After a musical life working with everyone from Tibetan musicians to Brian Eno, the influential bass master's latest adventure involves fusing dub with Japanese ritualistic Shinto music. Hichiriki flute flies hypnotically over Can-like drumming. Wobble's basslines underpin all his explorations – they are so omnipresent and melodic you can imagine someone singing them, like songs.

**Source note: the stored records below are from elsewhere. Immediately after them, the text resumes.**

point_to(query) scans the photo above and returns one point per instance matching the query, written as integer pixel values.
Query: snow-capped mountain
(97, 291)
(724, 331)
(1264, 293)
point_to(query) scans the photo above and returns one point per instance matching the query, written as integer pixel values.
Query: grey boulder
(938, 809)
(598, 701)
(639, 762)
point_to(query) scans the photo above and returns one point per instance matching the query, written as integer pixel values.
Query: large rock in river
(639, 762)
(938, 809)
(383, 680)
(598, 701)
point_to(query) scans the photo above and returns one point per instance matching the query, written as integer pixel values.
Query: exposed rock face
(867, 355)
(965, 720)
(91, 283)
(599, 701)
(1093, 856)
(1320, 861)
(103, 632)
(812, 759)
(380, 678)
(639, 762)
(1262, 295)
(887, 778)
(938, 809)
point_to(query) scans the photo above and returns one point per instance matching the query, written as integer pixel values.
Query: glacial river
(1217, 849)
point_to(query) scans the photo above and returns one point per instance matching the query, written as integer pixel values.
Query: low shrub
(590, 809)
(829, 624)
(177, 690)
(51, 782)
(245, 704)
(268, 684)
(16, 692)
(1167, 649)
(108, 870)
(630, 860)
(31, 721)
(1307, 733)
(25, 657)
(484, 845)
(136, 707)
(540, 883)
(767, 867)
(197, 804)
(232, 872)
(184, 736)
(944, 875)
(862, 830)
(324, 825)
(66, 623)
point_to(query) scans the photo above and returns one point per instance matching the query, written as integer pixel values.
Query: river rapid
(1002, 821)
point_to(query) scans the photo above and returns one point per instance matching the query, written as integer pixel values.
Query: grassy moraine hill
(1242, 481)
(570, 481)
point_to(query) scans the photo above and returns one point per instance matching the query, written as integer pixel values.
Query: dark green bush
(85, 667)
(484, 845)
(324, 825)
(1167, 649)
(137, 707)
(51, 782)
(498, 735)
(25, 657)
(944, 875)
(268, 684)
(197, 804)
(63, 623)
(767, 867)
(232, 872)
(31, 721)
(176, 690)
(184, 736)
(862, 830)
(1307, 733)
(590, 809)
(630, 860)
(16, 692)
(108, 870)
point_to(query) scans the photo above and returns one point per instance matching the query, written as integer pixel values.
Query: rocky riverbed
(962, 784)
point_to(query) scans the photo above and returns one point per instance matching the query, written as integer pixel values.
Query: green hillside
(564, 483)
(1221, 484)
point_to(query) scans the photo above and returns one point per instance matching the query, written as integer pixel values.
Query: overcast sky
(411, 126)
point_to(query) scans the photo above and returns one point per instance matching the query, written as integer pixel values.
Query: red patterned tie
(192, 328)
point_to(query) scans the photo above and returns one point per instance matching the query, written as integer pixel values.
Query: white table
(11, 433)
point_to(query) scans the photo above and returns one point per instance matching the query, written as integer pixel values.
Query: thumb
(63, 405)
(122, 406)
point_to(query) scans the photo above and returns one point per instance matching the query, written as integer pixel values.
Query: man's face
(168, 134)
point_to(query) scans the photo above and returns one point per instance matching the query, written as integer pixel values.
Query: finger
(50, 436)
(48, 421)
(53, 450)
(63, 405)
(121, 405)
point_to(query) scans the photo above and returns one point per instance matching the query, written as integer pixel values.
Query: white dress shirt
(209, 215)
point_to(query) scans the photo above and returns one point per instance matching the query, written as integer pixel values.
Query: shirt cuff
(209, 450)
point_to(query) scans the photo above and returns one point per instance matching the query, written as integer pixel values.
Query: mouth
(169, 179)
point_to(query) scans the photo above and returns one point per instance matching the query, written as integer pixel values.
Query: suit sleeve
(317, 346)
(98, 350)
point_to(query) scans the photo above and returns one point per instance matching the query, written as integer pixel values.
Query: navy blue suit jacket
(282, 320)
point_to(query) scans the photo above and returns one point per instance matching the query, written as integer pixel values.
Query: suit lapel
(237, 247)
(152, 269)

The show is Wobble's most esoteric and yet his most accessible. The superb ensemble of eastern and western musicians find room for storming jazz-punk, blues harmonica, Wobble's 1990s hit Visions of You and sublime female-sung dub reworkings of Dawn Penn's No, No, No and Alton Ellis's lovers rock I'm Still In Love With You. However astonishing, Wobble's musical travels avoid pretension, grounded by the Trilby-hatted Cockney geezer's mischievous, surreal humour. His highly animated percussionist "had a hip replacement yesterday". Joji Hirota, Wobble's great taiko master, is "a party animal. He crashed his car and now it's in the scrapyard." As the stage fills with bubbles, and beautiful Shinto melodies emit a hazy, almost mystical calm, the bassman approaches the mic as if to announce something of great spiritual significance. "Football, eh. What a load of bollocks."